Conservatives have dismissed claims of a “Brexit betrayal” by Welsh farmers and has called on them to “withdraw their inaccurate claims immediately.”
Janet Finch-Saunders MS, the Shadow Minister for Climate Change, Energy and Rural Affairs, responded to claims by the Farmers’ Union of Wales who said the Welsh agriculture budget was being slashed.
She pushed back at the accusations of broken agricultural promises, accusing the Welsh Government of “pulling the wool over the Farmers Unions eyes”.
The FUW said the Welsh agriculture budget is being cut by £95 million and that this breaks the promise they were made in the Conservative election manifesto that they wouldn’t lose out on any funding after Brexit.

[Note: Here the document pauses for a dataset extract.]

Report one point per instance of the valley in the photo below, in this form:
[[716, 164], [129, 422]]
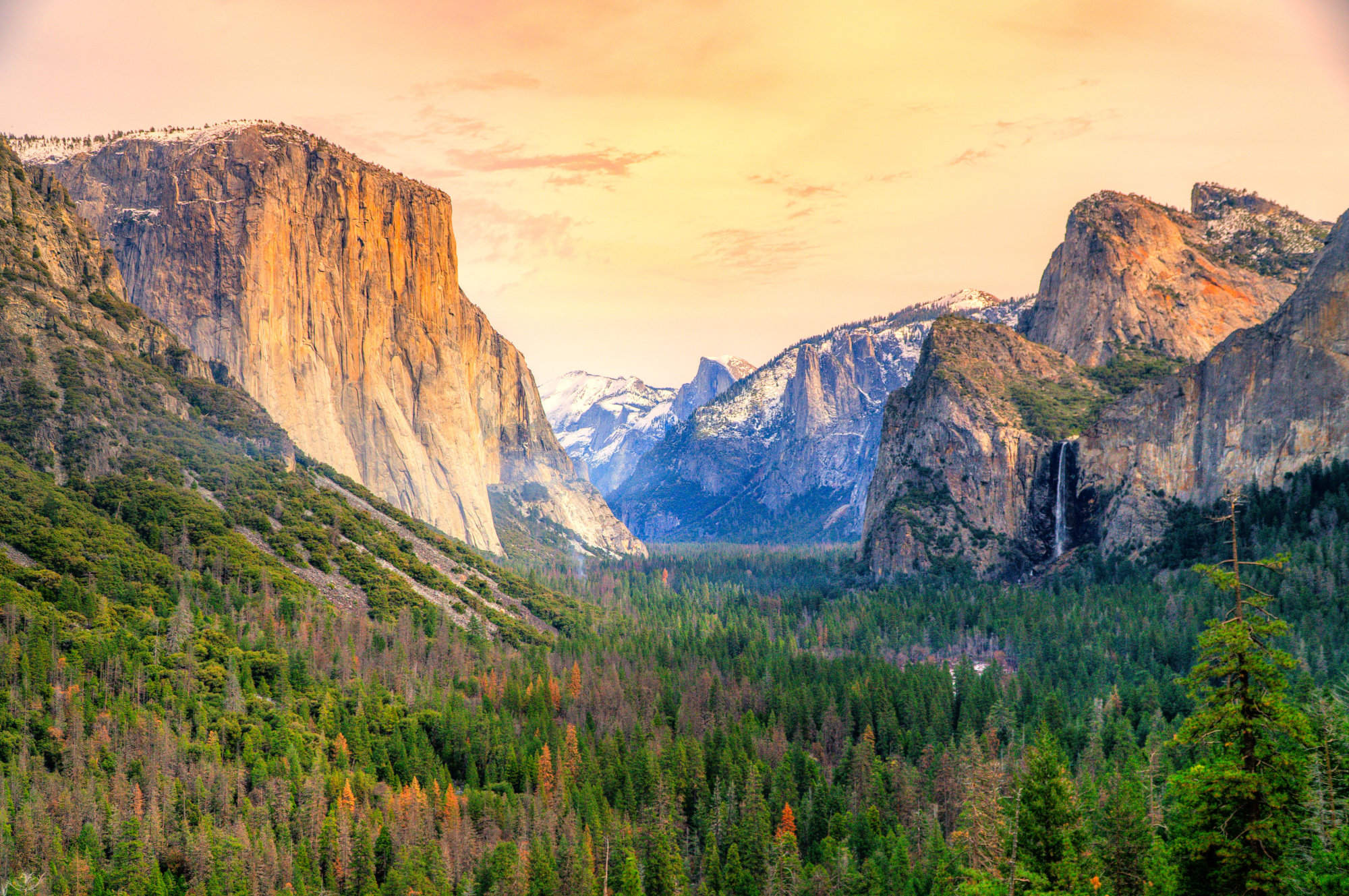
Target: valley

The union said that it expected Wales’ agricultural and rural development budget to be in the region of £337 million, but that the 2021-2022 budget will now be £242 million, which equates to a cut of around 28 per cent.

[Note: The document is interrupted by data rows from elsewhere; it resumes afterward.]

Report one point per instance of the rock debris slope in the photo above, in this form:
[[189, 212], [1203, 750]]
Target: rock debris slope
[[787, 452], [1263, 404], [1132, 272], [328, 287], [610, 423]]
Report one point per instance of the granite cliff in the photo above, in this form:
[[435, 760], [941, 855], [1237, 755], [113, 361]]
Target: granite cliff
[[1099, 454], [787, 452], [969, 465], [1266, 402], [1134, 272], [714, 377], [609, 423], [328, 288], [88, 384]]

FUW President Glyn Roberts says he wrote to Secretary of State for Wales Simon Hart two weeks ago asking him to provide assurances that the budget had been maintained.
But the claims about the budget cut have angered Janet Finch-Saunders, who is the Member of the Senedd for the Aberconwy constituency.
She said: “The claims made of a ‘Brexit betrayal’ over the Welsh agriculture budget and supposed cuts are just plain wrong.
“Let me be clear; the UK Government committed to maintain the level of funding to farmers in Wales and between their funding and the tapering off of EU funds this is exactly what they are doing. Anyone that says anything different is spouting nonsense.
“Those who are suggesting that this is not the case must withdraw their inaccurate claims immediately.”
David TC Davies, Conservative MP for Monmouth, and Parliamentary Under Secretary of State in the UK Government, also weighed in on the matter.
He told the FUW: “Slash funding? Wales Government was spending 337million on farming & continues to get 337million (because of money still being paid out by the EU) WG will also gets an additional 1.3billion to spend on anything they want. Ask the Welsh Government to promote Welsh wool not pull it over your eyes!”
However, FUW President Glyn Roberts said that the decision to slash the budget was a “complete betrayal of the farmers” who have kept producing food and feeding the nation throughout the coronavirus pandemic.
“It adds to the extreme anger already felt following the UK government’s decision to oppose a legislative ‘red line’ in the Agriculture Bill that would have prevented the importation of low quality food in future trade deals,” he said.
“The significant impacts such a cut in funding will have on Welsh farms, agricultural businesses and rural communities are clear, and these will come at a time when the industry is already anticipating major problems due to non-tariff barriers, unfair competition from sub-standard imports and the possibility of massive EU tariff barriers in the event of a no-deal Brexit”.
The FUW also says there is a need to ensure a UK-EU trade deal is in place at the end of the EU withdrawal period and urgently address major non-tariff barriers and other issues.
Mr Roberts added: “Farmers, businesses and rural constituents were promised an ‘oven-ready deal’, minimum trade friction and that the agricultural budget would be maintained.
“While the FUW was sceptical about such promises, many accepted them in good faith. What has transpired can only be described as a Brexit betrayal that will have far-reaching consequences for family farms, rural businesses and communities,”
Rebecca Evans, Wales Finance Minister, accused the chancellor of “broken promises” on the budget.
She said: “If you’re looking for a serious failure of management of funding, and if you’re looking for a betrayal of the farming industry, I think that you can find it right there.”